Two months after surgery
, repeat physical therapy evaluation showed a normal upper limb neurodynamic test with a median nerve bias, and resolution of the neck muscle tightness. She began part-time employment. Exercise tolerance increased gradually, and her lightheadedness, tachycardia, and anxiety decreased significantly in frequency and intensity.

By 6 months
post-operatively, she was able to work 12-h shifts as a horse wrangler, which involved saddling and feeding horses, leading trail rides, and cleaning barn stalls.

One year after surgery
she began full-time university studies as well as up to 20 h of work each week.

At 5 years of follow-up, she has no further ME/CFS symptoms, and has continued to enjoy full activity with no restrictions.
 
female patient 1, who went severe mecfs/pots by 12 (i understand), sounds close to things reported "here"
(my formatting)

This is quite amazing and describes me perfectly. I also had the same trigger (viral gastrointestinal illness) and it happened at the same age (12). My symptoms were quite similar, except my illness had been mild until it started getting much worse a few years ago.
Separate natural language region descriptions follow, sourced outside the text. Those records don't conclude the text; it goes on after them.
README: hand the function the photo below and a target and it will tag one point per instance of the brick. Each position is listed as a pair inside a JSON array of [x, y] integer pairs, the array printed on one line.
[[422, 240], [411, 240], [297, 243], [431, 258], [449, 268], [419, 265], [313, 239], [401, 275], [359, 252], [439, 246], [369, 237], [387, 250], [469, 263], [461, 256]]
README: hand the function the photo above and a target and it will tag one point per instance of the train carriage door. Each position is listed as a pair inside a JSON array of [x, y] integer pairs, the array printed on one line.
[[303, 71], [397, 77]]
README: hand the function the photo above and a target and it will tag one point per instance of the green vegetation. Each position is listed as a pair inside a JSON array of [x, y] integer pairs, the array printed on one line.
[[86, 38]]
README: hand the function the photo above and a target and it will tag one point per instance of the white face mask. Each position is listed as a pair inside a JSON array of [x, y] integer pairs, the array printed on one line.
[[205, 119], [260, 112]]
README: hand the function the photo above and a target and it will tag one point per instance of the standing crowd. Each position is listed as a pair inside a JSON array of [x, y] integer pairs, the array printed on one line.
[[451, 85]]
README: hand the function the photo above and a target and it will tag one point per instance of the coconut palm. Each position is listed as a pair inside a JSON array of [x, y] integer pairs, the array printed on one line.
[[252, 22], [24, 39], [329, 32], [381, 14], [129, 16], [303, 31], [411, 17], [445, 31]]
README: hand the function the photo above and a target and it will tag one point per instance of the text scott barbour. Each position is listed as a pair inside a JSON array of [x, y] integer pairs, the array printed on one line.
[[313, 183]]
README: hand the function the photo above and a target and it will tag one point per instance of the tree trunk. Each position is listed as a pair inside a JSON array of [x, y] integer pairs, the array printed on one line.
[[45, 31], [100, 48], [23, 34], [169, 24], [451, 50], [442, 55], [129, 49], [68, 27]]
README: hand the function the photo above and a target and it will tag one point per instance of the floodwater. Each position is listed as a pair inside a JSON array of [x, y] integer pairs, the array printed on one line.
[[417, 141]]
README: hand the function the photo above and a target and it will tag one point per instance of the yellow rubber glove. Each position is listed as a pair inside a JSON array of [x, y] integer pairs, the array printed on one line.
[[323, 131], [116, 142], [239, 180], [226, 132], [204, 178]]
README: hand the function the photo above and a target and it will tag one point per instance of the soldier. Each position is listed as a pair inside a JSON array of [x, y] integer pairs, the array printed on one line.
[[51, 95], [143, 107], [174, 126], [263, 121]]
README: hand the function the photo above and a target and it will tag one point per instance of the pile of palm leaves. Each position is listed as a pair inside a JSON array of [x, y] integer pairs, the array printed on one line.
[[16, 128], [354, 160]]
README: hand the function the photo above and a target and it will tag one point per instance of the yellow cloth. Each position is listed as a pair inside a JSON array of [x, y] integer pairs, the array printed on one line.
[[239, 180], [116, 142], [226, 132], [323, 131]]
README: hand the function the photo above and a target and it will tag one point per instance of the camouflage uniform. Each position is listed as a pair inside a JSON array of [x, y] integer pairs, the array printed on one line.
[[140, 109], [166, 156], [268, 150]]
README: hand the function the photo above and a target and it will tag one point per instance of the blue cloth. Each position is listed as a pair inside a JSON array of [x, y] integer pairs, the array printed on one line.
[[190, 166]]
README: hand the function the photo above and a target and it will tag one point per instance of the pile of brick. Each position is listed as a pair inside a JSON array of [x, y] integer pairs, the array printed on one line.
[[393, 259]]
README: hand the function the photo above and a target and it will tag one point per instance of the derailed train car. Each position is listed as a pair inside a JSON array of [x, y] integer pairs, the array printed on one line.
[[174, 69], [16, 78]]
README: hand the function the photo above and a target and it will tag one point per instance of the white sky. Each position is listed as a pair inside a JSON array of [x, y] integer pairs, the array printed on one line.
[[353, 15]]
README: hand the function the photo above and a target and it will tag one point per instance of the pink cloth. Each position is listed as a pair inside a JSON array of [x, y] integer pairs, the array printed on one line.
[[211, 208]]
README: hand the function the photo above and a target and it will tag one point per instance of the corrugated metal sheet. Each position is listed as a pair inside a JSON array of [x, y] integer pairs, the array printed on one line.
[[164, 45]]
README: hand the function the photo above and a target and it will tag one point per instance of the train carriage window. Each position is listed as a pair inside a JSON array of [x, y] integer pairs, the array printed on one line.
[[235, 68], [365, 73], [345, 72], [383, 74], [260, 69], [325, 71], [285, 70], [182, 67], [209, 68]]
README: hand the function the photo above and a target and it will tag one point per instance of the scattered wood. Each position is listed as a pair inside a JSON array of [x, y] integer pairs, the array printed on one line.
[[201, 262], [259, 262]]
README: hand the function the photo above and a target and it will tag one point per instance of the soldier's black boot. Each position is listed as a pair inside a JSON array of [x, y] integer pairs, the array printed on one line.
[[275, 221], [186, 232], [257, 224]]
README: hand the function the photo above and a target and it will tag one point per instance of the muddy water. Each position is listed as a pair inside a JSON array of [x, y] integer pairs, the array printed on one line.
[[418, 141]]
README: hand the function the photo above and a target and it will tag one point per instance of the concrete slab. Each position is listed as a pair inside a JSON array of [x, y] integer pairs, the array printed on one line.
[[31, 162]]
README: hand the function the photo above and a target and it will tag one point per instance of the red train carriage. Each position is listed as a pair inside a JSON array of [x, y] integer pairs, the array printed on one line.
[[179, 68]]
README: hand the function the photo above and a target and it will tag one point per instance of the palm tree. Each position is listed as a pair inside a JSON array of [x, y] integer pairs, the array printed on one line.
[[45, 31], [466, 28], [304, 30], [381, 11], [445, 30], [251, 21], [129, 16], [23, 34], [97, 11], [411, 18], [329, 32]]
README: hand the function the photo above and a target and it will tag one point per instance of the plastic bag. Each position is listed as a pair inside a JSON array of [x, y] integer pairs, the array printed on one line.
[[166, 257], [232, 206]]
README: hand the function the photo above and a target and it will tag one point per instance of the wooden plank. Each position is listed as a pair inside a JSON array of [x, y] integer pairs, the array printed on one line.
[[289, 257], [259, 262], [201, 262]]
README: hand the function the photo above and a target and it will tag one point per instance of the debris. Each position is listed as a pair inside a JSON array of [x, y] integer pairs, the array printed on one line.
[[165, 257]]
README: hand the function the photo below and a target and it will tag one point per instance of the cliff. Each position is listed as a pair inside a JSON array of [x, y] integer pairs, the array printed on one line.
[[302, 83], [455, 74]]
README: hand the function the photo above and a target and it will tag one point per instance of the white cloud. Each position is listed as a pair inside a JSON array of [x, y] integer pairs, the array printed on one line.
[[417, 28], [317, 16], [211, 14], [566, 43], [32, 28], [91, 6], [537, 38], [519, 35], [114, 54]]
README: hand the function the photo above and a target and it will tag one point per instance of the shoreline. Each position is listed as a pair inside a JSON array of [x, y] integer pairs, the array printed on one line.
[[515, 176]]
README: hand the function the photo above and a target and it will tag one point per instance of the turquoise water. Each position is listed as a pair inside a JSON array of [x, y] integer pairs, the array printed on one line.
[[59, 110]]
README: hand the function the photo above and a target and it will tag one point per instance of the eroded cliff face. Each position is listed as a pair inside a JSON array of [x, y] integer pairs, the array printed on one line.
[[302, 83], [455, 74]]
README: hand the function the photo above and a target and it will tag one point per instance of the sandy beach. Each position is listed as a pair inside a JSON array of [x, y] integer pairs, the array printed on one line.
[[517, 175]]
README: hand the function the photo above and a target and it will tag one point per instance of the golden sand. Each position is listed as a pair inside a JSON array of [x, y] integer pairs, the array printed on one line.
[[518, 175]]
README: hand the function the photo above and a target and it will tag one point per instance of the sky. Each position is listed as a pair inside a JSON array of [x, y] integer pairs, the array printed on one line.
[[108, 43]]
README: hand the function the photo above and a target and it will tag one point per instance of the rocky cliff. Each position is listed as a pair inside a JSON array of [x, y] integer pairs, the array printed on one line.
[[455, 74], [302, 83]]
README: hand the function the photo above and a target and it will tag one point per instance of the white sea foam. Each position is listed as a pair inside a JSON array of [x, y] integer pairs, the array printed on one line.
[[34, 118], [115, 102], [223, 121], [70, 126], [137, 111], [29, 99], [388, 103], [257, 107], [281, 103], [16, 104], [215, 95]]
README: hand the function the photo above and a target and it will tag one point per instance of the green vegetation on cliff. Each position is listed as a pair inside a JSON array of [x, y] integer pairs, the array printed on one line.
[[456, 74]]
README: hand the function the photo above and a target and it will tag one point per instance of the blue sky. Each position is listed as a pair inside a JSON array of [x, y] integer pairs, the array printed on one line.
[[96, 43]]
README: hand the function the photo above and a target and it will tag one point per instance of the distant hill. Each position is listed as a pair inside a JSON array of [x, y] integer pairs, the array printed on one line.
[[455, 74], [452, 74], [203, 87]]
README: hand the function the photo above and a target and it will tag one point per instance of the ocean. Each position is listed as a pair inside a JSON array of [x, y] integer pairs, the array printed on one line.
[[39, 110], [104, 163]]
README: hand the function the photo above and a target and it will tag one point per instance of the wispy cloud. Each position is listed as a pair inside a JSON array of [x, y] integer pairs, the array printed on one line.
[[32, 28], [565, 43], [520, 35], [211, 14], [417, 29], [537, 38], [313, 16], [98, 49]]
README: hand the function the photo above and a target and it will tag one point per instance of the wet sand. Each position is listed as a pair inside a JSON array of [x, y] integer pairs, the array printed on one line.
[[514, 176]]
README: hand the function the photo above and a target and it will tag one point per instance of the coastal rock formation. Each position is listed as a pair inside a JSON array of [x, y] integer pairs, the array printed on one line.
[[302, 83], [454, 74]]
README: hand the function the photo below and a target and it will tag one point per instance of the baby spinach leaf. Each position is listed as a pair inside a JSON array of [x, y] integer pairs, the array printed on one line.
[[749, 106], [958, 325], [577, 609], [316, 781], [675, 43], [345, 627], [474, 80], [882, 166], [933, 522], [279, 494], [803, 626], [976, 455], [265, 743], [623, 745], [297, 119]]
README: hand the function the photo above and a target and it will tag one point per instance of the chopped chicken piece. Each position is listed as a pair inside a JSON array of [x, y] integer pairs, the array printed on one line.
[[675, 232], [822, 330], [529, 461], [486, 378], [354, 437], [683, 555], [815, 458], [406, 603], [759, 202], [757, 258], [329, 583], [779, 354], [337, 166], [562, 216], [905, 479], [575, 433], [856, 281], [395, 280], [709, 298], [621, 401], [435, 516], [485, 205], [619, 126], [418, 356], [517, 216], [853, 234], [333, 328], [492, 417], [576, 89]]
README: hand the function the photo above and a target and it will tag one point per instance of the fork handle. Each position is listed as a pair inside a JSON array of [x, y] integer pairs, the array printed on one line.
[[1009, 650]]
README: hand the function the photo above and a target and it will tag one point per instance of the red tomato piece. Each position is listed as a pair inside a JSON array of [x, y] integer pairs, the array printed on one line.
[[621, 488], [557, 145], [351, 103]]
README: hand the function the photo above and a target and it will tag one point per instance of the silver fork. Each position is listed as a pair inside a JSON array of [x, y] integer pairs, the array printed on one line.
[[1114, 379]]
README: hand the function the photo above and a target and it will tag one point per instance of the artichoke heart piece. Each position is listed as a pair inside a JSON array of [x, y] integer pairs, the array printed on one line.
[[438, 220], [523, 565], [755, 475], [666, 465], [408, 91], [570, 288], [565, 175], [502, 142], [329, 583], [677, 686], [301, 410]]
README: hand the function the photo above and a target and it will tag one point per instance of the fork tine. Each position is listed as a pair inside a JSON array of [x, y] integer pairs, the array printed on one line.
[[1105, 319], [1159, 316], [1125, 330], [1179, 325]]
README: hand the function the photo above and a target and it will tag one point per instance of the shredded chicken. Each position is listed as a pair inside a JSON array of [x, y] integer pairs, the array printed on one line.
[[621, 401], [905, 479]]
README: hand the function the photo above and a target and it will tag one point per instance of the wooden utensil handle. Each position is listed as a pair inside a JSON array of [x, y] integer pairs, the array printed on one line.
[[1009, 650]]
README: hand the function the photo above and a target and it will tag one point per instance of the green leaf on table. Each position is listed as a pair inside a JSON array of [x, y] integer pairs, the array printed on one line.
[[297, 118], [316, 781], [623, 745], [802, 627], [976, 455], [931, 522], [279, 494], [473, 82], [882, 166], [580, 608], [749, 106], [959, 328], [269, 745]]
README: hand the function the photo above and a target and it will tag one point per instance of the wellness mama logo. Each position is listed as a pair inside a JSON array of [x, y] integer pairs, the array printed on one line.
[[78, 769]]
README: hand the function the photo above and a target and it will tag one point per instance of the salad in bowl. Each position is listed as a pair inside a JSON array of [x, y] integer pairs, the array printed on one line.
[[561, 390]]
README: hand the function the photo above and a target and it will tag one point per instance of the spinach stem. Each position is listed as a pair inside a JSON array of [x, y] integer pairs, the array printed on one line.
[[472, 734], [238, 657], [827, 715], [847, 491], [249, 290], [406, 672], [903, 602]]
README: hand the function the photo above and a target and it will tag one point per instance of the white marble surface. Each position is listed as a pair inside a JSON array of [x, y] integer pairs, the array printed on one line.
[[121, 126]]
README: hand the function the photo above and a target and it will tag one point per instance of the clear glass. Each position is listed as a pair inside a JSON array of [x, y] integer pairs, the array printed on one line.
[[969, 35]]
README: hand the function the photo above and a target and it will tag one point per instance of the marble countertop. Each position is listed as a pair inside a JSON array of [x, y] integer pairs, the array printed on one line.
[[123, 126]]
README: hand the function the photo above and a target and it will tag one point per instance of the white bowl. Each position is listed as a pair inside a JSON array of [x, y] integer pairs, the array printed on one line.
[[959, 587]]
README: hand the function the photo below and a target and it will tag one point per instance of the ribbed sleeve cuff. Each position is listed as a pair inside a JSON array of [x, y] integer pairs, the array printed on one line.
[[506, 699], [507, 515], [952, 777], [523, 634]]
The more I read about this CCI / neck issues connection, the more it seems to make sense. I wouldn't at all be surprised if in a quite large subset of CFS / ME patients the disease is caused by CCI / neck issues.

What I find also perplexing is how many of these people had a sudden onset. This sounds very untuitive: how could a structural issue start causing symptoms overnight? There could be several logical explanations for this, I could thik of two:

- Maybe the structural issue was always there, but a viral infection somehow transformed it from an asymptomatic to a symptomatic problem.
- Maybe a viral infection initiated some kind of reaction (immune) which would lead to the structural problem. Initially the fatigue would be from the virus, but once the virus was cleared, the fatigue remained, but now not due to the virus, but the structual issues that were initiated by the virus. This would make it seem like the disease started overnight.
 
Discussion said:
This case series emphasizes an overlap in certain symptoms of ME/CFS and myelopathy. The extent of that overlap will require more attention to the systemic symptoms of those with traditional cervical myelopathy (who do not have a diagnosis of ME/CFS), and to the myelopathic symptoms and exam findings of those with ME/CFS. Although cervical stenosis does not appear to be a common abnormality among those with ME/CFS, its prevalence has not been the subject of formal study.

4 years later, I don't think we've seen any such study yet.